Etats-Unis : l’éclaircie après le blizzard ?

par Alexandra Estiot, économiste chez BNP Paribas

Deux fois par an, le Président de la Fed présente le Rapport sur la Politique Monétaire au Congrès, ou plus exactement aux commissions bancaires des deux chambres. Mardi dernier, Janet Yellen, nouvelle Présidente de la Fed, s’est prêtée à l’exercice pour la première fois. En introduction à son discours, elle a salué le travail de son prédécesseur, Ben Bernanke, assurant de son intention d’assurer la continuité de la politique monétaire : en tant que vice-présidente, Janet Yellen avait activement participé à l’élaboration des actions de la Fed au cours de ces quatre dernières années. En particulier, elle a réaffirmé sa pleine adhésion aux objectifs de moyen terme définis en janvier 2012 : le respect du double mandat de la Fed, avec d’une part le plein emploi et d’autre part la stabilité des prix.

Janet Yellen a souligné les progrès réalisés vers le respect du premier objectif, rappelant que plus de 3 millions d’emplois ont été créés depuis la mise en œuvre de QE3 (la troisième vague d’assouplissement quantitatif) en septembre 2012. Mais si le taux de chômage a depuis reculé de 1,5 point, Mme Yellen a qualifié la reprise du marché du travail d’incomplète, soulignant que le taux de chômage demeurait supérieur à son taux naturel, que le nombre de chômeurs de longue durée (depuis plus de 27 semaines) restait trop élevé, alors que le sous-emploi était également illustré pas un grand nombre de salariés travaillant à temps partiel pour des raisons économiques.
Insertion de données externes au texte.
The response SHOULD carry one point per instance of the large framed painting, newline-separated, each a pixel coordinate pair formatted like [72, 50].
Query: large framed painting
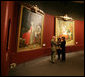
[66, 29]
[30, 30]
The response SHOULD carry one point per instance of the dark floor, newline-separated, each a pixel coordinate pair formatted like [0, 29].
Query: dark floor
[74, 66]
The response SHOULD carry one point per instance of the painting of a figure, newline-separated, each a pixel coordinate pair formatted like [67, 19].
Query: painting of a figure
[30, 29]
[66, 29]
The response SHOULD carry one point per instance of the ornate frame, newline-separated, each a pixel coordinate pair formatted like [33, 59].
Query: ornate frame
[33, 10]
[57, 24]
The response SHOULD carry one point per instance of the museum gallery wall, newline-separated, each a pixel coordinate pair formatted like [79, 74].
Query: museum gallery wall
[48, 31]
[11, 56]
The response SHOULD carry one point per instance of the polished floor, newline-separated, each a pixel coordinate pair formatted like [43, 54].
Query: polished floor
[74, 66]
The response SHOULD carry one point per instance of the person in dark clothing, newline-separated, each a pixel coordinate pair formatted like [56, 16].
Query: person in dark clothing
[58, 48]
[63, 43]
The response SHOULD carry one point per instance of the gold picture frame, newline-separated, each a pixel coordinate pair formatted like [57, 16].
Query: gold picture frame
[30, 34]
[66, 29]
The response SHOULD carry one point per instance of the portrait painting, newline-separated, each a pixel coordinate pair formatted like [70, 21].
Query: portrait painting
[30, 30]
[65, 29]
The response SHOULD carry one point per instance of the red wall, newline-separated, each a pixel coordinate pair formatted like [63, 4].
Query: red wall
[10, 10]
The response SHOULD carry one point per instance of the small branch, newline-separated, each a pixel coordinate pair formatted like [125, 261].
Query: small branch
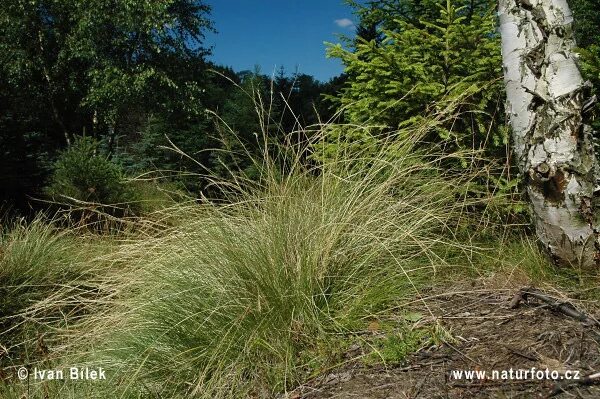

Ensuite, Janet Yellen s’est penchée sur la faiblesse de l’inflation, rappelant le message récent de la Fed, à savoir que des facteurs transitoires, comme la baisse des prix du pétrole ou d’autres produits importés, expliquaient une part non-négligeable du ralentissement.

Cette dernière déclaration a conduit certains analystes à voir dans ce discours un ton « hawkish ». C’est passer outre les autres mentions faites de l’inflation: Janet Yellen souligne ainsi que l’inflation reviendra vers sa cible de 2% au cours des prochaines années, alors qu’en juillet dernier, Ben Bernanke envisageait une telle évolution pour le milieu de cette année. Plus loin, Janet Yellen souligne son engagement à satisfaire aux deux parties du mandat de la Fed, soit le plein emploi et le retour de l’inflation à sa cible de 2%. Il nous semble ainsi qu’avec ce discours, Janet Yellen recentre l’attention sur la faiblesse de l’inflation et la volonté de la Fed de tout faire pour la faire revenir vers sa cible.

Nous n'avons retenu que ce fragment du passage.